Besiedelt war diese Region natürlich schon viel früher, zu einer Zeit, als nationale Grenzen keine Rolle spielten (siehe die weiblichen Figurinen von Willendorf und Dolní Věstonice …). Aber davon erzählt die Geschichte unserer Kultur selten. Vielleicht weiß sie zu wenig davon.
Durch dieses Gebiet oder nahe daran vorbei verliefen die Salz-, die Textil- und die Bernsteinstraße. Handel, Handwerk und Landwirtschaft prägten das Leben der Bewohner – natürlich zentral auch die Religion und der Krieg. Das nahezu ununterbrochene Hin und Her herrschaftlicher Interessen … Aber das geht ja doch wohl Hand in Hand.
Die Daten der Geschichte sind in den Büchern, das Gefühl dafür liegt in der Luft.
In den Jahren 1918, 1938 und 1945 erlitt die Region dramatische Einschnitte. Ein Imperium fiel, andere entstiegen seiner Asche, die Geschichte warf die Menschen hin und her. Die Geschichte, die sie, die Menschen, aber doch selbst auch gestalten und am Ende verantworten müssen. Das Leid derer, die zu jung, zu alt, zu schwach oder zu beschränkt sind, kümmert wenig.

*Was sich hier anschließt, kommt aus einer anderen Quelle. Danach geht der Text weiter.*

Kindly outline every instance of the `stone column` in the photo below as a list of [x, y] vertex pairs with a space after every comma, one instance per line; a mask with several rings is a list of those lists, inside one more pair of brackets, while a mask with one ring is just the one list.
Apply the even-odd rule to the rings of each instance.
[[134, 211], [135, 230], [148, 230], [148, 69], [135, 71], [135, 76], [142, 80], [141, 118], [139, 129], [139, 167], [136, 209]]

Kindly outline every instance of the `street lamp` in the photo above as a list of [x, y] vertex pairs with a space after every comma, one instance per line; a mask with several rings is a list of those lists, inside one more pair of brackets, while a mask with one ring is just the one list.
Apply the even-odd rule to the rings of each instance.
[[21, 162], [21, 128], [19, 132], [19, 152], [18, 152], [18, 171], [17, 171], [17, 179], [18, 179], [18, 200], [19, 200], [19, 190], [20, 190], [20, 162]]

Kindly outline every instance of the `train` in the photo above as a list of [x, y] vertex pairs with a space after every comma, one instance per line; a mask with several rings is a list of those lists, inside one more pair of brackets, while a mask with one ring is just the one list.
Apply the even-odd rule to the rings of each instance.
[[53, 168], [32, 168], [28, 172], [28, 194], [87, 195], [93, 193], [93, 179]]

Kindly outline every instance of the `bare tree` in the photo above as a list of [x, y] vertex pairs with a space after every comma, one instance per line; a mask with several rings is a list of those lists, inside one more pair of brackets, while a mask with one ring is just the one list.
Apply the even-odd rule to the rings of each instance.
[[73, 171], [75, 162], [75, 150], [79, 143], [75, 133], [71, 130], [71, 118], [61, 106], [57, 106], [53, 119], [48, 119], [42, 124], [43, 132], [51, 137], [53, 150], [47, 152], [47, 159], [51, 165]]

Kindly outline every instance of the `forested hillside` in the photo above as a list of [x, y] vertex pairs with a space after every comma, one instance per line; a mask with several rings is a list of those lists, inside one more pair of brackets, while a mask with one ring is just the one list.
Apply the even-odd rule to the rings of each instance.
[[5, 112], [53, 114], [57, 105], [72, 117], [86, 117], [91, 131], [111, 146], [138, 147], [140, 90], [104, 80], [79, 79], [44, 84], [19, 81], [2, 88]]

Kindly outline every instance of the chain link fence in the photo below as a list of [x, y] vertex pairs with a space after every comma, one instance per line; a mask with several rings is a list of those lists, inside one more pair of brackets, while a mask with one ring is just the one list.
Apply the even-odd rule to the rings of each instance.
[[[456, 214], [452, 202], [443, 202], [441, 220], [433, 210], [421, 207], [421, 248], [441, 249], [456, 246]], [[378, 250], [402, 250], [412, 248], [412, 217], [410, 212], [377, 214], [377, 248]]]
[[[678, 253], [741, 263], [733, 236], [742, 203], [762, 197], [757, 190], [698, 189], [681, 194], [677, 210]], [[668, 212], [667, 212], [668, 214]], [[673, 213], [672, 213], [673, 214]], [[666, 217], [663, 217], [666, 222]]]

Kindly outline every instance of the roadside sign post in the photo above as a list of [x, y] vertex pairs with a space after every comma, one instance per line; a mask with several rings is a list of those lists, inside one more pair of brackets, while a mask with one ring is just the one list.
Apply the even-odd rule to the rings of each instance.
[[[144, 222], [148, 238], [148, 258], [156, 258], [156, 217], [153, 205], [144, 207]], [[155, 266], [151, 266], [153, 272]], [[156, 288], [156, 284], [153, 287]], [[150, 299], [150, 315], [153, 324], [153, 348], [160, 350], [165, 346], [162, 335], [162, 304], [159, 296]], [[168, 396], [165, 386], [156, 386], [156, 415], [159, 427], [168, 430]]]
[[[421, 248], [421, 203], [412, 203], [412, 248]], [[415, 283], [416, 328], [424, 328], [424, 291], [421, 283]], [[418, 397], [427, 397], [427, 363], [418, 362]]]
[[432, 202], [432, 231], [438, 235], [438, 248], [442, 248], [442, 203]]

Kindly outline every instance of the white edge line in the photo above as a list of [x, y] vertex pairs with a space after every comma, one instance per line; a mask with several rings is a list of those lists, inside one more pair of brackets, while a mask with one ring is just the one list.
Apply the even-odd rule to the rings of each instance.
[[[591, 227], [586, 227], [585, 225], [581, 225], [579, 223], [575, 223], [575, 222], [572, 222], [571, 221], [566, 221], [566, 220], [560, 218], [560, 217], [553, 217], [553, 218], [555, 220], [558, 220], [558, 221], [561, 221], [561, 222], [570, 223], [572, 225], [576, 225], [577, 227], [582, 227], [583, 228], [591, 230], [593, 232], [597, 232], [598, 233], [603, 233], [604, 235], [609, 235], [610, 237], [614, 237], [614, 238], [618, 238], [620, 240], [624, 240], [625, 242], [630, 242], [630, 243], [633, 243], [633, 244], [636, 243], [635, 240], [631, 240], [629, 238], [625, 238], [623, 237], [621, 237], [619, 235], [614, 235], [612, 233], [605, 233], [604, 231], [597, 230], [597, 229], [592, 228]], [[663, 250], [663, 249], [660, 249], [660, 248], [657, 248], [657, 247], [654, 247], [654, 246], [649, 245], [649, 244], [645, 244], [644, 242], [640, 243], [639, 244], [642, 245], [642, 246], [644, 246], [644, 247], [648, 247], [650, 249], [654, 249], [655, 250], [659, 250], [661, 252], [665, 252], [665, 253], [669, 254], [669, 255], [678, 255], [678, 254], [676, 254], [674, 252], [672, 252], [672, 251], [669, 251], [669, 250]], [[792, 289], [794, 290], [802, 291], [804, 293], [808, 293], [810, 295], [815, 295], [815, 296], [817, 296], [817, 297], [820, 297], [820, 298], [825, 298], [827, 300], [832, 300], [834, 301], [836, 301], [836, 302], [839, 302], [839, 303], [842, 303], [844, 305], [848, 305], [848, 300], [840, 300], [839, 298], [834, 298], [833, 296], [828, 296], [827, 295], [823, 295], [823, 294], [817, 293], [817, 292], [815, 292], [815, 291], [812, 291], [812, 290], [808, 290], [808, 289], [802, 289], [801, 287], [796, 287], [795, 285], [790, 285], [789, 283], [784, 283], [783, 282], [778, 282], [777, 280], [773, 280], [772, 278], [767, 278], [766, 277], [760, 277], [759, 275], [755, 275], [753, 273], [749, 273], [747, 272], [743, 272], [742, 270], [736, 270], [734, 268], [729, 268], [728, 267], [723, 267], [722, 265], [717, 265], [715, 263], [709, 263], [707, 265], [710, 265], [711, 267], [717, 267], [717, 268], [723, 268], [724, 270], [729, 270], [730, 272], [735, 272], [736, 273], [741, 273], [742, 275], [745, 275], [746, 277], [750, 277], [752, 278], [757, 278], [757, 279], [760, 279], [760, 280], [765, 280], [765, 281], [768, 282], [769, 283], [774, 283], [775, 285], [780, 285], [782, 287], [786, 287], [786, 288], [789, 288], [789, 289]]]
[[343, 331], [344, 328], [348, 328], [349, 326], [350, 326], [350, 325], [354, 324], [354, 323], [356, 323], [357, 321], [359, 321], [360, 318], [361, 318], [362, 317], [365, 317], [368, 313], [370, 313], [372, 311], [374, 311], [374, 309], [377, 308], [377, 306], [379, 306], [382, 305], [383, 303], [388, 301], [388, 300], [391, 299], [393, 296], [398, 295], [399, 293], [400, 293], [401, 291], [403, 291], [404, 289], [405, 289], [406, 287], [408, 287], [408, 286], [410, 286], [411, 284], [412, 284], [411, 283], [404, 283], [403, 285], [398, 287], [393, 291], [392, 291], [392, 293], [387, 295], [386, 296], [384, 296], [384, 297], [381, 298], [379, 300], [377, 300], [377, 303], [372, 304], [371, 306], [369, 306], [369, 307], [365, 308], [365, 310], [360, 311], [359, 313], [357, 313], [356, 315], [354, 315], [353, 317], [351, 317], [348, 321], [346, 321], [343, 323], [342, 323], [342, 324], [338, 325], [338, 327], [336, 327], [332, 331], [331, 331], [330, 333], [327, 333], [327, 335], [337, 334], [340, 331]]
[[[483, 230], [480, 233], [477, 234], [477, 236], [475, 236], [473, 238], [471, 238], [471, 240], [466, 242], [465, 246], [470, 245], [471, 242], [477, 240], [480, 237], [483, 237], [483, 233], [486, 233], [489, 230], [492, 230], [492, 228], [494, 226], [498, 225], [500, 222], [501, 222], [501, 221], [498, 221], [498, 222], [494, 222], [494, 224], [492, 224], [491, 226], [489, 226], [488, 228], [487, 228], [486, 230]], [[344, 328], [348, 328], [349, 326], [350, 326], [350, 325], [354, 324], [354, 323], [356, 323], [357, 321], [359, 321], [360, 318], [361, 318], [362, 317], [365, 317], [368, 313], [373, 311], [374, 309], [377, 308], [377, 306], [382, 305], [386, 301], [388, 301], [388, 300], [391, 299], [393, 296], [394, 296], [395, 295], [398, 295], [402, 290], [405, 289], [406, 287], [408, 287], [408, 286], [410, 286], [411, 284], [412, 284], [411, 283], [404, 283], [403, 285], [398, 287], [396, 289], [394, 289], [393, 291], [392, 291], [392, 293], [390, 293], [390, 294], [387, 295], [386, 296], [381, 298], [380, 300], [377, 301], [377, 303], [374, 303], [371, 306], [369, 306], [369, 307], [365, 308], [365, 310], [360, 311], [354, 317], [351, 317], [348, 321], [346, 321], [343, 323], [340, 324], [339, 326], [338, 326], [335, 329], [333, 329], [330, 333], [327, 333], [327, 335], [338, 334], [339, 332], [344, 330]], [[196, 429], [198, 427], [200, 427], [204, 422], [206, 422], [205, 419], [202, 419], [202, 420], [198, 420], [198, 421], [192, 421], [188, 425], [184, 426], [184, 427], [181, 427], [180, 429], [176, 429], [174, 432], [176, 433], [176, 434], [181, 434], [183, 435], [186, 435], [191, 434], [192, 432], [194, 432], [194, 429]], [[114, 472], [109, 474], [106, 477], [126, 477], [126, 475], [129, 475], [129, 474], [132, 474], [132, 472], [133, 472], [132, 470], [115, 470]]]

In der Zeit des ‚Eisernen Vorhangs‘ (für alle, die es vergessen oder noch nie gehört haben: die Teilung Europas mit elektrifiziertem Stacheldraht, Minen, Wachtürmen und tausenden Soldaten … über 12000 Kilometer unüberwindliche Barriere, von Finnland bis ans Schwarze Meer) war die Stadt praktisch verschwunden.
1989 tauchte sie dann plötzlich und unerwartet wieder auf, als Teil einer ganzen Welt, die man ‚Osteuropa‘ nannte und noch immer nennt – auch wenn das teils Unsinn ist, aber wen kümmert das schon?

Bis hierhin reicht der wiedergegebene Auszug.